Python web scraping is one of the most practical skills a developer can learn. Whether you need to collect product data, monitor competitor prices, gather research material, or build a dataset for machine learning, Python has the tools to get it done.
This step-by-step guide covers the fundamentals of Python web scraping in 2025 -- from basic HTTP requests to handling JavaScript-rendered pages, with real code examples you can run today.
Prerequisites
Before starting, you'll need:
- Python 3.8 or newer installed
- A code editor or terminal
- Basic understanding of HTML and CSS selectors
requestsandbeautifulsoup4libraries
Install the dependencies:
pip install requests beautifulsoup4
Step 1: Understand the Target Page
Before writing any code, inspect the page you want to scrape.

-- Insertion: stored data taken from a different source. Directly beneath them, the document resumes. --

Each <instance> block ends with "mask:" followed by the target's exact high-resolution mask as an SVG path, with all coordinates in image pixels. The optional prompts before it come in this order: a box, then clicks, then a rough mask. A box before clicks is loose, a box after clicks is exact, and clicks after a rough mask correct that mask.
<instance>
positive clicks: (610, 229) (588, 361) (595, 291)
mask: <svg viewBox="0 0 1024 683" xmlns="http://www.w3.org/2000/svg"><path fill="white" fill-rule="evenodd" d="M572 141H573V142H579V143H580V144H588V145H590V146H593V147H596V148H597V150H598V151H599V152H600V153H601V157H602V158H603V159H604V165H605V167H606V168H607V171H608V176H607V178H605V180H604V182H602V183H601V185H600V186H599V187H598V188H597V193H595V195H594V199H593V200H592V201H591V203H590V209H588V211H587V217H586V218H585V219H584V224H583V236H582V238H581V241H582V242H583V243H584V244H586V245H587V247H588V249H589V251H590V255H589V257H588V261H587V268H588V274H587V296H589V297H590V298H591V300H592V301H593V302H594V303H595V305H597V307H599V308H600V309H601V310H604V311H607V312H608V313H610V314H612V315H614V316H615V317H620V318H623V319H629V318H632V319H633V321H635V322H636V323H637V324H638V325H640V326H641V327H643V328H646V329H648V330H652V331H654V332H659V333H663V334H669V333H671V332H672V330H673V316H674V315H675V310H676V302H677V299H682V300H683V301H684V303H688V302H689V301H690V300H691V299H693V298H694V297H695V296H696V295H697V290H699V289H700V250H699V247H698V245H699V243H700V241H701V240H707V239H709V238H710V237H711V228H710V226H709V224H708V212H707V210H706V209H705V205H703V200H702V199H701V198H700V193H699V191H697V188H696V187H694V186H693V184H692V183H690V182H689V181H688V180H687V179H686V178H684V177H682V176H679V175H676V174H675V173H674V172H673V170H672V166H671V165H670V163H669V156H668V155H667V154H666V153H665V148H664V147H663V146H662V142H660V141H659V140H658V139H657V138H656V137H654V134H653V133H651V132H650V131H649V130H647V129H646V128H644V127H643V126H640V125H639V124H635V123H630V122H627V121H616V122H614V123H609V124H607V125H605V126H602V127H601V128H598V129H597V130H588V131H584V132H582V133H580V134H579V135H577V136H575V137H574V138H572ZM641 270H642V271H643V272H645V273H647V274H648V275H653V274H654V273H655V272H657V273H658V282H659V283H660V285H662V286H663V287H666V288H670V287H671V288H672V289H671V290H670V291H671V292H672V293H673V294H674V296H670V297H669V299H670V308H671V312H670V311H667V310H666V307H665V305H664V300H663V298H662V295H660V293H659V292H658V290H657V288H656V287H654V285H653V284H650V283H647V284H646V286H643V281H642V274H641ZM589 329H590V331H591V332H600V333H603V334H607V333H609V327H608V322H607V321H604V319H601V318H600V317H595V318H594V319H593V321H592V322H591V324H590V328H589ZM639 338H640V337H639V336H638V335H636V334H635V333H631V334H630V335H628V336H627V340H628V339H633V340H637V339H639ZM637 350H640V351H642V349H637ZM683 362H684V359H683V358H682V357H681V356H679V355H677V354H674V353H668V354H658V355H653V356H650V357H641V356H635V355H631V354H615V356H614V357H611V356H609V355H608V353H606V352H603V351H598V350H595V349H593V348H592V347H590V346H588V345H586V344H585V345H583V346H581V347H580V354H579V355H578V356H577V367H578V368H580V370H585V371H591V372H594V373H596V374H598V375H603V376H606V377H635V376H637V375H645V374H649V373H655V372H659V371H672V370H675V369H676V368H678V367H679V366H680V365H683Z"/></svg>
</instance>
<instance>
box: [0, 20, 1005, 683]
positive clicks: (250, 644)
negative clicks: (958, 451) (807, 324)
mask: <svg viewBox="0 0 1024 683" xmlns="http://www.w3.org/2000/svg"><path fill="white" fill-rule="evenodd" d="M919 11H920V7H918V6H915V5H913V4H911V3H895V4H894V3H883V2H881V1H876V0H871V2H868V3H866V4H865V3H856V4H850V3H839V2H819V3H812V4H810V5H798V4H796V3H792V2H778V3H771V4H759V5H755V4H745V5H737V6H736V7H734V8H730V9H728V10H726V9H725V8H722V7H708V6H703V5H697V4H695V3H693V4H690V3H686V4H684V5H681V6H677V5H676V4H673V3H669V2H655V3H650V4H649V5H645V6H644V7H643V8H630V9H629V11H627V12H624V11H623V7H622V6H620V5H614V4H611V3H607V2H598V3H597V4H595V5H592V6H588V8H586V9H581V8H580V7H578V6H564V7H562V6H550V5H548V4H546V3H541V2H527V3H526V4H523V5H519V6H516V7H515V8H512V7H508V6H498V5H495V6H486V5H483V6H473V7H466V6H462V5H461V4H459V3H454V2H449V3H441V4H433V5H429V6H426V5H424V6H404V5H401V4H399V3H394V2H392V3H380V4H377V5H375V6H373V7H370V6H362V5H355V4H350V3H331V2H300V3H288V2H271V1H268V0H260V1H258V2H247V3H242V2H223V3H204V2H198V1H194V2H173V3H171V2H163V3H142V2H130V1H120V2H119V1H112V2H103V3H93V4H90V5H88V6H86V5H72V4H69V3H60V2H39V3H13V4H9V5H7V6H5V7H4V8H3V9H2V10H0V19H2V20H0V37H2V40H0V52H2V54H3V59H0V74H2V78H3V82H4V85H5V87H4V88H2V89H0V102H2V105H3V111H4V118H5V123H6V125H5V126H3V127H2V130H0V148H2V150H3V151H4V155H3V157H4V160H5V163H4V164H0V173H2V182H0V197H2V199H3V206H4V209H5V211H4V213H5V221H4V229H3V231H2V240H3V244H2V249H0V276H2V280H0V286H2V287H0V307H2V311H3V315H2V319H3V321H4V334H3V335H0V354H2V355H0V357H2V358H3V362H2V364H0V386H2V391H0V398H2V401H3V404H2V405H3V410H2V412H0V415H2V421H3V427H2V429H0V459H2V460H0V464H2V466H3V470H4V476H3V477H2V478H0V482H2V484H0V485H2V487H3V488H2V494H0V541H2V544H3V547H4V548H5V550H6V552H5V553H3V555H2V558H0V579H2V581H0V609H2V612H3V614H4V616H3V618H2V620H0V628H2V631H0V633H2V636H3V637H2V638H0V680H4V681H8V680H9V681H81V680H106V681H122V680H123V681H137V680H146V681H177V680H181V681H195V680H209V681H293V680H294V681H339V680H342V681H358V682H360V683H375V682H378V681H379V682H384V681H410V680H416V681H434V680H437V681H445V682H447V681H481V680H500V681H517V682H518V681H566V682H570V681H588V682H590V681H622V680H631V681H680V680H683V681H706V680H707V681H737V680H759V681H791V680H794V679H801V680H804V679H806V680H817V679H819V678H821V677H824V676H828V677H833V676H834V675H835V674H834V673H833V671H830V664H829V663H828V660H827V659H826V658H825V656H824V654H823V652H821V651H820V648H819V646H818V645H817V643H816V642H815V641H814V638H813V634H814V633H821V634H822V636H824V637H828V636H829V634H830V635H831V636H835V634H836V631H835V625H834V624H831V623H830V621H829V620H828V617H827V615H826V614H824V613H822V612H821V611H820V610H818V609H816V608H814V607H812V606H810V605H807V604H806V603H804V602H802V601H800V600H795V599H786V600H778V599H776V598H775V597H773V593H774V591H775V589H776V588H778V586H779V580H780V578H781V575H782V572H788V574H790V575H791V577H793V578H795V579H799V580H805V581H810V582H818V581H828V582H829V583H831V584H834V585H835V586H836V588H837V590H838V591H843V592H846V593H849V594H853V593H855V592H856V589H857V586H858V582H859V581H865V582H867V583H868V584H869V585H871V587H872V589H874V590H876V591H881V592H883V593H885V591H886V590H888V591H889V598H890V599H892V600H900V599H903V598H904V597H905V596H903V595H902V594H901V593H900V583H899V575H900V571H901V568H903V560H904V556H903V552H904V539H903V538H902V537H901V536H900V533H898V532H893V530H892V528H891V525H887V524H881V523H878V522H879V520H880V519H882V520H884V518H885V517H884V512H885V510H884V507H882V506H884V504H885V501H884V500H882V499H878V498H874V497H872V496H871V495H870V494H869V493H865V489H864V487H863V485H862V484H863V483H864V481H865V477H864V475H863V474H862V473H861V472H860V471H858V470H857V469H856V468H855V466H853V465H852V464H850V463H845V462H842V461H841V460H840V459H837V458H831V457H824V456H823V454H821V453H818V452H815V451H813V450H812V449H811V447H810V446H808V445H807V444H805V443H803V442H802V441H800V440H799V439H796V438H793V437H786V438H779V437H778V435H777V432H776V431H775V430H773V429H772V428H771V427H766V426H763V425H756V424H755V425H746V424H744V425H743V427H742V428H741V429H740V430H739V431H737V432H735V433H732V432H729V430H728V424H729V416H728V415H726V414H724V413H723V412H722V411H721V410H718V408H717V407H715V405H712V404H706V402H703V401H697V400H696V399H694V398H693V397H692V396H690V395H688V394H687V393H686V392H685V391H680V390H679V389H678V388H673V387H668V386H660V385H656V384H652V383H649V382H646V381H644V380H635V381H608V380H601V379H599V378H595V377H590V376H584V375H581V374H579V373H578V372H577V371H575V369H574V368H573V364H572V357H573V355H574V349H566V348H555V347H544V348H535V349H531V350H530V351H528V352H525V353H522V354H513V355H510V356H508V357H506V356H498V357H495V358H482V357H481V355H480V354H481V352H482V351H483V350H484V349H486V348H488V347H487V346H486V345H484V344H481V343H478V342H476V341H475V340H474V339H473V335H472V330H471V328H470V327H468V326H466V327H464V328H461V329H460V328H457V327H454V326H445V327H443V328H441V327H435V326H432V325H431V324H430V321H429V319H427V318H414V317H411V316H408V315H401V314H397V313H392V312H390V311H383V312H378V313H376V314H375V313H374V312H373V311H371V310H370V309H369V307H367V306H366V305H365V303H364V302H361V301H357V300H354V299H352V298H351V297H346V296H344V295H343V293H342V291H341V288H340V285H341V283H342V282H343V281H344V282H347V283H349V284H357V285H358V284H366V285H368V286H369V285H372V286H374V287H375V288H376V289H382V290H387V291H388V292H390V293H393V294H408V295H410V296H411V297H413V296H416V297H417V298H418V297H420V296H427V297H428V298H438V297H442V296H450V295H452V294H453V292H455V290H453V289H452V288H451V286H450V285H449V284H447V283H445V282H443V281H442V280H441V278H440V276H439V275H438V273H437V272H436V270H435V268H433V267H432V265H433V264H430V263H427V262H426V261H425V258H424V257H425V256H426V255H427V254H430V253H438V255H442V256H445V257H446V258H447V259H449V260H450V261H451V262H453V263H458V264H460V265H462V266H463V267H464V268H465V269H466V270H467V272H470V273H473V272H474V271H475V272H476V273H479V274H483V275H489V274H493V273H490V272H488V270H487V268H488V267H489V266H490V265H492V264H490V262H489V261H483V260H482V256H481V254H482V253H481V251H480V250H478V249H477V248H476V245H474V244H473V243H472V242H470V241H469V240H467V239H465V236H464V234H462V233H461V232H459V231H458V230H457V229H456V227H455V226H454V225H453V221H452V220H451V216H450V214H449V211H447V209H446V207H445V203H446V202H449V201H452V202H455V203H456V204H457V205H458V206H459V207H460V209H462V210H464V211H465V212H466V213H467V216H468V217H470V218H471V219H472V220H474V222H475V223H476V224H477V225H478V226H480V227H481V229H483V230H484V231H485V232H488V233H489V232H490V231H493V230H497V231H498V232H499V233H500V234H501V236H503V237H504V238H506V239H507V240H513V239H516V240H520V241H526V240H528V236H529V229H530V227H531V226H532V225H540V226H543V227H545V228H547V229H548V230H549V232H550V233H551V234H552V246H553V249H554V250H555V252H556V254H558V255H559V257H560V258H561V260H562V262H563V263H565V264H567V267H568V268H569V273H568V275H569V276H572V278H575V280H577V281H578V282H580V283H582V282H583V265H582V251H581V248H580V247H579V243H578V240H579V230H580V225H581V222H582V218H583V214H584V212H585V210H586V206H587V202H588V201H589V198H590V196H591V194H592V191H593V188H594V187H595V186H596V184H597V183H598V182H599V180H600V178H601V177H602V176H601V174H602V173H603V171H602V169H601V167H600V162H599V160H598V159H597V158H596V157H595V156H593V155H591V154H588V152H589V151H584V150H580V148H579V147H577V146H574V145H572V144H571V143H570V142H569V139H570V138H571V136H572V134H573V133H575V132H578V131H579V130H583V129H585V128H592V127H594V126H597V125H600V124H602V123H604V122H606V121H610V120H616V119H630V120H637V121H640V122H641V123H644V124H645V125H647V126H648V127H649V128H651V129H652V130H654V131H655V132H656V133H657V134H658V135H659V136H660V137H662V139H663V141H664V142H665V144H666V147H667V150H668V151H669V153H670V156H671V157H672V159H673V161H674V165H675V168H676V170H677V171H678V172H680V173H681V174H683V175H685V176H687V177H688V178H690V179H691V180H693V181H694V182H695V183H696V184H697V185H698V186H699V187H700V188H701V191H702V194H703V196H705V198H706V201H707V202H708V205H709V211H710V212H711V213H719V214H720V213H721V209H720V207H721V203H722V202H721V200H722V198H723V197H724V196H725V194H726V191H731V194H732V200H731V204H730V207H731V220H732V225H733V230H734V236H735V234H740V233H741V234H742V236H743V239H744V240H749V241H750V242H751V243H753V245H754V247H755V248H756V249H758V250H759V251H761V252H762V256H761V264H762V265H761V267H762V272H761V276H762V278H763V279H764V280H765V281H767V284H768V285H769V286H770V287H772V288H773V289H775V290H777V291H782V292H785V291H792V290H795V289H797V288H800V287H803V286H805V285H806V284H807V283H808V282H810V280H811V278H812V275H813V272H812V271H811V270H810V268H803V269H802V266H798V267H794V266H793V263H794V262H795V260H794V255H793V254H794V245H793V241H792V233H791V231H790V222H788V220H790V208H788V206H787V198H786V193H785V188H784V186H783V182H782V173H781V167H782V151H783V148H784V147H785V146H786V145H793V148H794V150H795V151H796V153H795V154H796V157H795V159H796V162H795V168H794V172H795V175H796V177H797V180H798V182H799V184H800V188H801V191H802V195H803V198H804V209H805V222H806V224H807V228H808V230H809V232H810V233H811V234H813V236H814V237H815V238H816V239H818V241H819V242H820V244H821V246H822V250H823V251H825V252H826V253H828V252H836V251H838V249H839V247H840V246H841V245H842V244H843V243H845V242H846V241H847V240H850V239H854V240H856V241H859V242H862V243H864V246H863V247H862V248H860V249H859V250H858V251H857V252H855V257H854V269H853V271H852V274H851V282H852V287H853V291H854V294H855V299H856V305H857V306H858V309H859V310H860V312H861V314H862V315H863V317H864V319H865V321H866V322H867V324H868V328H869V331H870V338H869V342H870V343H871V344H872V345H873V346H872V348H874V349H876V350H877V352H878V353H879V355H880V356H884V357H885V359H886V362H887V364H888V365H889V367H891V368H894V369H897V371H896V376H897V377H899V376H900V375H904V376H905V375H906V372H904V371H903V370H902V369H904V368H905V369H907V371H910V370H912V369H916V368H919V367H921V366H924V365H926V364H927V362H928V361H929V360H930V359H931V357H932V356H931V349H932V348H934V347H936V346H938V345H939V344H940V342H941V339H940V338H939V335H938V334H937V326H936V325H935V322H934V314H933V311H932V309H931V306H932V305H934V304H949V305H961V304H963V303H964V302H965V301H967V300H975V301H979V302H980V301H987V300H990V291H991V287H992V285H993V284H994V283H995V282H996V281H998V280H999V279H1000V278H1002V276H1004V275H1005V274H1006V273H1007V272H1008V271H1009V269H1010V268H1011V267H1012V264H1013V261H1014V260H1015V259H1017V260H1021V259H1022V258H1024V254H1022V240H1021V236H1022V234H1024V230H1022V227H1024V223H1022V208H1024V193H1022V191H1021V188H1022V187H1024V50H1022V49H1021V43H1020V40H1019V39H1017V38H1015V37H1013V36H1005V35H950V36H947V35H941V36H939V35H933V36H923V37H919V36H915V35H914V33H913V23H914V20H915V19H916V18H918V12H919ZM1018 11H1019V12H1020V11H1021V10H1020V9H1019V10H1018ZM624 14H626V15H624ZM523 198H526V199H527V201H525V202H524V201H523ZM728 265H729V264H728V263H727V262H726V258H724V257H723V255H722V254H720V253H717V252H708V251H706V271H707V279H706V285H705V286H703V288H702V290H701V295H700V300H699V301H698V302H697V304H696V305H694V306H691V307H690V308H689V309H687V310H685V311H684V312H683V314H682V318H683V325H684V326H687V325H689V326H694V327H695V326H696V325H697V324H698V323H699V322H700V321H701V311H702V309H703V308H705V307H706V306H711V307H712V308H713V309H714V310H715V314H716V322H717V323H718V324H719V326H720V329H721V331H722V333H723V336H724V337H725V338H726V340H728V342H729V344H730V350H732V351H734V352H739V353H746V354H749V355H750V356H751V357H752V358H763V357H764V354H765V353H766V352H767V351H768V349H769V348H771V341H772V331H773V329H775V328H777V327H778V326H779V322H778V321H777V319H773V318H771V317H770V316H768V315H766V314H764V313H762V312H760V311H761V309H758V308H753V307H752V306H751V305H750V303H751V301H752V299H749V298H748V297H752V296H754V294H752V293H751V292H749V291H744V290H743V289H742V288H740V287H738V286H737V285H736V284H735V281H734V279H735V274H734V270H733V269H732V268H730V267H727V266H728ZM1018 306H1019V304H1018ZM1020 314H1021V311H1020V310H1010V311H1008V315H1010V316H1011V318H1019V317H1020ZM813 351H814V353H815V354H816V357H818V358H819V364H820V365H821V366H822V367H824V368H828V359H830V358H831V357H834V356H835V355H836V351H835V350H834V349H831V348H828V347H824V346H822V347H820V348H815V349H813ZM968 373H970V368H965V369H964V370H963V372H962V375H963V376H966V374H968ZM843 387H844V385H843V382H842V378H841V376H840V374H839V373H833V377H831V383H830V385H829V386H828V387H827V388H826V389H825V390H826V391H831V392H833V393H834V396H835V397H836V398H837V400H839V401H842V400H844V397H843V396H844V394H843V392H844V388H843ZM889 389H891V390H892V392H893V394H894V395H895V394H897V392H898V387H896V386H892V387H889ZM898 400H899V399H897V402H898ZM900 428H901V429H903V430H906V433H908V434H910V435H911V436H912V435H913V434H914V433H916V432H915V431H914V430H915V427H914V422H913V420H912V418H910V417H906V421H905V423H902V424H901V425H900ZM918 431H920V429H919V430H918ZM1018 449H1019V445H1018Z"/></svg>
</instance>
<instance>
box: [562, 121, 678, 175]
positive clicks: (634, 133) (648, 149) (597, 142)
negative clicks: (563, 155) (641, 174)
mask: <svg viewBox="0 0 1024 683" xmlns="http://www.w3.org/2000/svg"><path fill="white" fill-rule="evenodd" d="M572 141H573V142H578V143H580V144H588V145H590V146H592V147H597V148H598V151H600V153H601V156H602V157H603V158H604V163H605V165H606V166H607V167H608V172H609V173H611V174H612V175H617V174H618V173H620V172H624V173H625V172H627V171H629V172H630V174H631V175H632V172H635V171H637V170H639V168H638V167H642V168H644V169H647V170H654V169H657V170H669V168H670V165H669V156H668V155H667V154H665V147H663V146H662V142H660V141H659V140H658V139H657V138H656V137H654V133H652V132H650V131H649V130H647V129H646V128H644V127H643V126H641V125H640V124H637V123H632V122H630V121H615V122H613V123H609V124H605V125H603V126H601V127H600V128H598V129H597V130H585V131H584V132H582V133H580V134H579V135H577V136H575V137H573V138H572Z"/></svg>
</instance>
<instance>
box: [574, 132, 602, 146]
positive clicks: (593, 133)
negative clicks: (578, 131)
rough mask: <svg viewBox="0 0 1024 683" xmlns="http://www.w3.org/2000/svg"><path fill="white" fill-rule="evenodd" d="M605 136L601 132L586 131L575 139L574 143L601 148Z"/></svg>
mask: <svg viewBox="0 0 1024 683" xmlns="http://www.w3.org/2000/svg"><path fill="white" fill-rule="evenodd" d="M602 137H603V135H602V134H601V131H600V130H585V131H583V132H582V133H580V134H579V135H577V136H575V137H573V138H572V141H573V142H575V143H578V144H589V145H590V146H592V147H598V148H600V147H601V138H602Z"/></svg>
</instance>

Open it in your browser, right-click the element you need, and select "Inspect" to see the HTML structure.
Key things to identify:
- The HTML tags and CSS classes containing your target data
- Whether data is loaded statically or via JavaScript
- Any pagination patterns (page=2, ?offset=20, etc.)
- Rate limiting indicators or anti-bot protections
For this tutorial, we'll scrape a hypothetical bookstore's product listings.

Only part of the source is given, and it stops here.